Голодная Ниохта неистовствовала. Это самым непосредственным образом отражалось на Андрее: аоми металась внутри него, отчего его корчило, сводило судорогой руки-ноги, в голове шумело и, казалось, она вот-вот лопнет от боли, а хуже всего были щипки женщины-духа, её покусывания и царапанье: коготки вонзались куда ни попадя. Он терпел, сколько хватало сил, и даже пытался подтрунивать над аоми: «Ну-ну, давай – давай! Покажи, на что способна. Только помни, дорогая: не на того напала. Будешь так себя вести – ничего вообще не получишь. Мне-то и сухофруктов хватит, или вот прямо из пакета кефирчика сейчас попью. Прокушу дырочку и выпью, чтоб тебе ни граммульки запаха не досталось…»
Он заметил: аоми почему-то не любила сухофрукты, предпочитала только свежеприготовленную пищу – скорее всего, по той причине, что от неё поднимался вкусный пар. Им она и питалась. Похрюкивая и причмокивая, она смачно глотала испарения, истово вдыхала ароматы, попутно издавая что-то наподобие довольного урчания, сытно отрыгивала и кашляла. После хорошего угощения она становилась покладистой и умиротворённой.

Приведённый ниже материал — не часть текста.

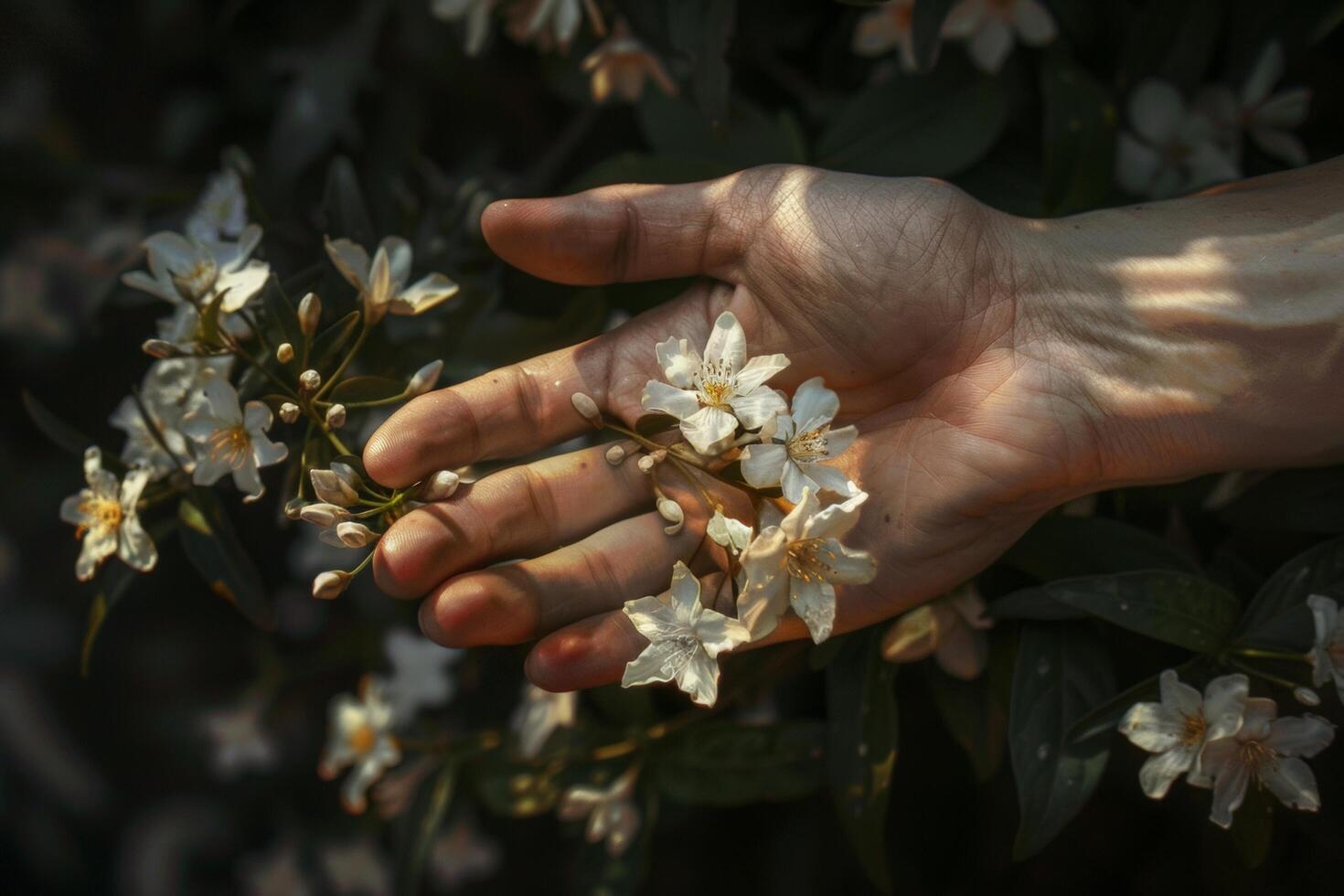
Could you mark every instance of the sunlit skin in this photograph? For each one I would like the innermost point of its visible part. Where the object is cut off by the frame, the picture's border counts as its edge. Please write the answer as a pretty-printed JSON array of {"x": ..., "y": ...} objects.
[{"x": 995, "y": 367}]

Пары раз хватило, чтобы Ниохта уяснила: себе же делает хуже, когда ругается с Андреем; у него хватит силы воли, чтобы выдержать её бесчинства. Хотя на самом деле ему приходилось терпеть из последних сил, чтобы не взвыть от боли, но он не подавал вида и старался не думать о причиняемых ему неприятностях: аоми читала все его мысли и, ясное дело, тут же воспользовалась бы своим преимуществом. В это ремя он думал о чём угодно, но чаще всего, мстительно сжимая губы, о Тиле Уленшпигеле, особенно о том моменте, когда желчный Иост собирал у себя старых кумушек, самых ехидных и зловредных. Эти старые совы, держа под мышками вязальные спицы, грелись у очага и угощались сладким вином и гренками. В самый разгар пиршества Иост бросал в огонь щётку, и комната мгновенно наполнялась смрадом. «Ух, ах!» – вопили тётушки, и каждая корила другую за то, что испортила воздух, за собой вины никто не признавал, и старушенции немного спустя вцеплялись друг дружке в волосы. Иоста это забавляло, и он всякий раз использовал великую силу запахов, чтобы поссорить кумушек и повеселиться самому, глядя на великое побоище. Осматривая потом поле битвы, он обнаруживал клочья юбок, чулок, сорочек и старушечьи зубы. «Эх! Потерянный вечер! – думал он в глубокой печали. – Никому не вырвали в драке язык!»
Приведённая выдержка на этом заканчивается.